I think it's a very nice discussion going on right now, many good
points. I just want to make an addition with a slightly different
perspective.

The application domain we seem to be discussing is scientific
computing on supercomuters, i.e. the target "customer" for Fenics is a
scientist at some lab with a supercomputer.

I think this view is far too limited, but I guess is a symptom of the
particular academic environment most of us live in. PDEs and the need
for discretization appears in computer games, image manipulation,
video processing, computer animation, medical training simulators,
flight simulators, etc. etc. Some of these involve supercomputers, but
some do not. The vision algorithm for a robot probably runs on an
embedded system, but likely involves discretizing a PDE (or at least
could be modeled as one). There's no reason Fenics should not be used
to generate the code for that algorithm.

What is common for all these application domains however is the need
for efficiency and the need for conceptual abstraction (I don't think
a developer of a filter for the Gimp or Photoshop wants to worry about
the details of a finite element solver). I believe Fenics solves both
of these in a very nice way. The input is the form and the element(s),
I can't think of a better abstraction representation, and we can
generate an optimal solver from that completely automatically.

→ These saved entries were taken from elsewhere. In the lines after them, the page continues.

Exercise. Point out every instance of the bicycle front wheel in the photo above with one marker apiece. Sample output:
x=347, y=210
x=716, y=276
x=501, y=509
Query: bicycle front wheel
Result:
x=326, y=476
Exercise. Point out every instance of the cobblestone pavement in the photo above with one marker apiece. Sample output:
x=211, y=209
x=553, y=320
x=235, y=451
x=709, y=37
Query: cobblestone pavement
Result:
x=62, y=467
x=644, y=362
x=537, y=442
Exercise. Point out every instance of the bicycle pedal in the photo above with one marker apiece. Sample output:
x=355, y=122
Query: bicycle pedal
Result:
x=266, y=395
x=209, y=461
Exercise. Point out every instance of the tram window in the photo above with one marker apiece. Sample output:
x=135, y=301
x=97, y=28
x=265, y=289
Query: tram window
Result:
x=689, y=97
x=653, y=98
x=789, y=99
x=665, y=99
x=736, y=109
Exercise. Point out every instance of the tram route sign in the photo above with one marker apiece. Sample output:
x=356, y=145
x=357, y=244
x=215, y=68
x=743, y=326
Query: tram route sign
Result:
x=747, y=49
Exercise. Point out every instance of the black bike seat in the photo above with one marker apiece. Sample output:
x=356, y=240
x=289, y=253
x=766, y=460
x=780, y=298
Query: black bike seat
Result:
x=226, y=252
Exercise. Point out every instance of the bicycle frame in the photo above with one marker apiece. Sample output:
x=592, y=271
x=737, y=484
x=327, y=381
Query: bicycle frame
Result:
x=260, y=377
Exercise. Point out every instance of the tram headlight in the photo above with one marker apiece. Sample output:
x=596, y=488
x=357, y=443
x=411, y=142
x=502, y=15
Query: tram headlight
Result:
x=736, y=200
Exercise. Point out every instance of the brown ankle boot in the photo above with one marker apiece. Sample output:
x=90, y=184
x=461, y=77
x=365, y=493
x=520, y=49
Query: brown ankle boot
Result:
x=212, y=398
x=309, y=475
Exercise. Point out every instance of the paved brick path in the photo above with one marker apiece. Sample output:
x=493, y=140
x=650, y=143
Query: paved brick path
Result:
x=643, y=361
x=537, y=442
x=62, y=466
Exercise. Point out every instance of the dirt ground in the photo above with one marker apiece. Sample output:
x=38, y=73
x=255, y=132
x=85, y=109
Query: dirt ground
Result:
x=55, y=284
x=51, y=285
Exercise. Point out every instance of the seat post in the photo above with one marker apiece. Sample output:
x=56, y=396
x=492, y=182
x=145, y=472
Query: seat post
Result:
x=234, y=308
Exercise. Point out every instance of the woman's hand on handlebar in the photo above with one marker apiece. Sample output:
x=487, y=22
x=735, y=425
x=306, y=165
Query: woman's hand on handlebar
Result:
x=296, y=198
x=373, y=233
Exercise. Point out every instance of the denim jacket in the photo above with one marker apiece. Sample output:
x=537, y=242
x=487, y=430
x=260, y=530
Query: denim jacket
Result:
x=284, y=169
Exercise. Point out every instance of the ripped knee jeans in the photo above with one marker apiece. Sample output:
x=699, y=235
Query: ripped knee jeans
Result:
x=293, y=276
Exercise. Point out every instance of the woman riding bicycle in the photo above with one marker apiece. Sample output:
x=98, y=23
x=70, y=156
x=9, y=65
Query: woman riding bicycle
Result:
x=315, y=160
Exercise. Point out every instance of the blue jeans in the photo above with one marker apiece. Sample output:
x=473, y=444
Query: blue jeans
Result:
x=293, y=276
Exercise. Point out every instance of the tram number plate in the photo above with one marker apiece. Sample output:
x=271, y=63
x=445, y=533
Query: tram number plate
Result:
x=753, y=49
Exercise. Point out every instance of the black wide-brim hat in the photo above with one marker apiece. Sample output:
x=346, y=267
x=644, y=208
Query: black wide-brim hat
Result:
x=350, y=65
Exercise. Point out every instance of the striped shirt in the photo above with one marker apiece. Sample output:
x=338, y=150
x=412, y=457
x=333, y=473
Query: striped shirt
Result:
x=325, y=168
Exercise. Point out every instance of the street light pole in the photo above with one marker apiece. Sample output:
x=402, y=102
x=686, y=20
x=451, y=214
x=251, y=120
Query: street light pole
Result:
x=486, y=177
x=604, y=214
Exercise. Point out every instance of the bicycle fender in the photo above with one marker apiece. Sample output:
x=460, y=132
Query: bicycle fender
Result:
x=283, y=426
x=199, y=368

Of course supercomputers are important, and of course parallelism is
important, the embedded system in the robot could probably be parallel
as well. What I'm saying is, let's not tailor Fenics only for
scientists with supercomputers, and in doing so, sabotage Fenics for
other application domains. I believe historically this has been true,
FEM "codes" have been specifically tailored for supercomputers, and
this has limited the spread of the FEM into other domains. If you ask
a typical engineer what the FEM is, he will say that it's a method for
dividing a domain into triangles. As far as I know, the mechanical
engineers at Chalmers don't come into contact with the FEM unless they
specifically choose that track.

We have the opportunity to create a FEM system which can generate
optimal solvers for essentially _all_ domains. We can solve the
accessibility problem of the FEM, which is the complexity explosion of
coefficients and indices once and for all and actually make it
available to normal people (engineers at least), without having to
sacrifice _any_ performance. Or perhaps we should say that "we have
already solved" this problem (with regards to assembly at least), now
it's essentially a question of packaging and further developing it.